I feel a sense of regret at the missed opportunities to make all of my Vegas dreams become reality. While some of them were unlikely (can’t win the Megabucks if you don’t play), some of them seemed far more attainable. I can’t help but second guess some of my decisions and wonder what could’ve went better had I acted differently. As a perfectionist, how can I not ask myself what could have made it a more perfect trip?
I also feel a sense of guilt; I do my best to bring followers along and help them live vicariously through my fun, so I can’t help but feel like I let you down losing steam with my gambling losses and coming home a loser.
I’m doing my best to power through these emotions this time. Not just for you, my adoring followers, but also for me. I owe it to myself and my mom to pick myself up, dust myself off, and give our trip the respect it deserves. (I also hope that this rambling will help me reconcile all of the intense emotion I feel from the trip so that I can fully embrace all of the fun that we had.)
Make no mistake. This trip had a lot of fun — which brings with it a lot of Vegas grief for what was (and wasn’t):
- As I wait at McCarran, desperately hoping for a miracle with my final bets of the trip, I’m reminded that the trip is nearing its end and the initial optimism of the trip is over.
- As I begin to sober up on the flight to COS, exhaustion sets in as my body finally recognizes the constant titration of alcohol is over.
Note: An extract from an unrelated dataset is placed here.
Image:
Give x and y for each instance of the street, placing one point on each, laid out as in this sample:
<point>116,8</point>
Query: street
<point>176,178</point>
- As I call my mom to let her know I made it home safely, I feel so much further apart having been so close just a few days ago.
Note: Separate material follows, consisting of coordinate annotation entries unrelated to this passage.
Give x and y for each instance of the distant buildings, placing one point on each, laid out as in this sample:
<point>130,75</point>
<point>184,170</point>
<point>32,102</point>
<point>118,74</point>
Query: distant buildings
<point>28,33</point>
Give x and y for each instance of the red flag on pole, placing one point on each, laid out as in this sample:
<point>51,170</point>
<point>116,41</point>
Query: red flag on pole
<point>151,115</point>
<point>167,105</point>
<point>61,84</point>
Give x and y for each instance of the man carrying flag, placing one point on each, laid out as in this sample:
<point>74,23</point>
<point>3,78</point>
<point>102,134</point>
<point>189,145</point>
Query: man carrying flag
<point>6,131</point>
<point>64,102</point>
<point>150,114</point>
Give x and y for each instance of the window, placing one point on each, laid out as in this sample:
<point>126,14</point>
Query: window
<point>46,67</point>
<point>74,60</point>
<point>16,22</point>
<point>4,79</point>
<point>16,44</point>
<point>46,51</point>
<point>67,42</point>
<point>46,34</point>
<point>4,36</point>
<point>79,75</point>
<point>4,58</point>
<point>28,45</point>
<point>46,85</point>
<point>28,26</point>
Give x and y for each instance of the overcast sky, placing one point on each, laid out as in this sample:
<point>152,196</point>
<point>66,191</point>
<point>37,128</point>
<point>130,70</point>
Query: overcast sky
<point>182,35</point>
- As I come home to my empty house, I long to hug my mom and feel her love fill each room as it did the night before we flew out together.
- As I put away my near empty gambling wallet, I am painfully reminded of the sting of defeat and that feeling of relentlessly chasing a break-even and never hitting it.
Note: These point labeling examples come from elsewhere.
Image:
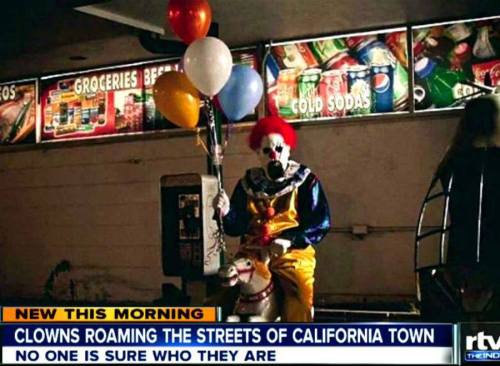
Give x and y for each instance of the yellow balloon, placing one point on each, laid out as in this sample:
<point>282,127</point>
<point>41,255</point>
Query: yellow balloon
<point>177,99</point>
- As I walk into my home office the next day and see the deflated air mattress where my mom slept, I feel a similar sense of emptiness and deflation as I put it away, knowing she won’t be back for a while.
- As I deposit my $200 back into my Vegas account, I grieve the sense of optimism and hope that — however slim the chances — this could’ve been the trip where I won big.
- As I flip through my photos and see winning hands, I am frustrated with myself for my inability to stop at the right time… although I had no way of knowing that at the time.
- And as I do all of this, I mourn the loss of all of the potential of this trip.
But there is also some good:
- As I go to bed, I don’t have to chug water and desperately pray that I won’t wake up hungover.
- As I wake up in the familiar comfort of my own bed, I am free of a hangover and well-rested after a sober and deep slumber.
- As I return to my morning workouts and healthy eating, my body is nourished.
- As I resume my Yoga practice, I once again find time for mindfulness, solitude, and quiet introspection.
- As I look to my calendar, I’m reminded that I’ve got a trip to Vegas on the books for the 4th of July.
- As I gently scrub my healing tattoo and apply ointment, I’m instantly transported back to Downtown Tattoo and the fun times with my mom and Drew.
- As I unpack my suitcase, the memories of my rompers and the compliments I got come flooding back.
- As I make a sports bet to take advantage of a +EV play, I realize that I’m still a degenerate.
- As I return to work, which I dreaded so much, I am encouraged by the realization that 5% of my paycheck will replenish my bankroll and my mind begins to wander to where I’ll spend it…
- And as I do all of this, the memories come rushing back, and I realize that it may have been the perfect trip after all.
And slowly, my eternal Vegas hope is rekindled for the next trip.